Projection-free Algorithms for Online Convex Optimization with Adversarial Constraints
Dhruv Sarkar, Aprameyo Chakrabartty, Subhamon Supantha, Palash Dey, Abhishek Sinha
TL;DR
This work extends Online Convex Optimization to a constrained, adversarial setting where constraint functions are revealed online, and it eliminates the expensive projection step by using a projection-free approach based on a surrogate cost fed to an adaptive Online Conditional Gradient (OCG) method. The core strategy combines a Lyapunov-drift analysis with surrogate costs of the form $\hat{f}_t(x)= V f_t(x) + \Phi'(Q(t)) g_t^+(x)$, and relies on a single LP solve per round to move along a feasible direction. The authors establish tilde-$O(T^{3/4})$ bounds for both regret and cumulative constraint violations (CCV) in both full-information and bandit settings, improving over prior projection-free COCO methods. The framework is demonstrated on an online shortest path problem with time-varying constraints, showing favorable performance and practical efficiency, and it lays groundwork for adaptive, projection-free online learning in structured decision spaces.
Abstract
We study a generalization of the Online Convex Optimization (OCO) framework with time-varying adversarial constraints. In this problem, after selecting a feasible action from the convex decision set $X,$ a convex constraint function is revealed alongside the cost function in each round.
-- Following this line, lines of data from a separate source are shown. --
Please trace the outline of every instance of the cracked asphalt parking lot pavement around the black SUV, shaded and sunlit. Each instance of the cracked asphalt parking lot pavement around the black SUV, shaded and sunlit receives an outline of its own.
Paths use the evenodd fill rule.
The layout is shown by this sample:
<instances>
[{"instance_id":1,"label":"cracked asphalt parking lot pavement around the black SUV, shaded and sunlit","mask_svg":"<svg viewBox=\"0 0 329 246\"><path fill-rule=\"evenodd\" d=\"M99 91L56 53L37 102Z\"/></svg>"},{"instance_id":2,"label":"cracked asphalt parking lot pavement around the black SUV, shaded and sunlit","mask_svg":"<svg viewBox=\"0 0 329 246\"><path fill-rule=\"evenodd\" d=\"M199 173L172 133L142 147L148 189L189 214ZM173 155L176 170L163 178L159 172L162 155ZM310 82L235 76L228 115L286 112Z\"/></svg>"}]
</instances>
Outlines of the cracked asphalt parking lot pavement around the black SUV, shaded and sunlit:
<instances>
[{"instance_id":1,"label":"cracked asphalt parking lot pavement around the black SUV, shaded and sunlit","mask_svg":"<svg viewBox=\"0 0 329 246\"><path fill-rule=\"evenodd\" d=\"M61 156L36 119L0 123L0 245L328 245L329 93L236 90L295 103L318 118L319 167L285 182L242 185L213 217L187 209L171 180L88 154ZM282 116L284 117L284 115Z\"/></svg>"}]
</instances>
Our goal is to design a computationally efficient learning policy that achieves a small regret with respect to the cost functions and a small cumulative constraint violation (CCV) with respect to the constraint functions over a horizon of length $T$. It is well-known that the projection step constitutes the major computational bottleneck of the standard OCO algorithms. However, for many structured decision sets, linear functions can be efficiently optimized over the decision set. We propose a *projection-free* online policy which makes a single call to a Linear Program (LP) solver per round. Our method outperforms state-of-the-art projection-free online algorithms with adversarial constraints, achieving improved bounds of $\tilde{O}(T^{\frac{3}{4}})$ for both regret and CCV. The proposed algorithm is conceptually simple - it first constructs a surrogate cost function as a non-negative linear combination of the cost and constraint functions. Then, it passes the surrogate costs to a new, adaptive version of the online conditional gradient subroutine, which we propose in this paper.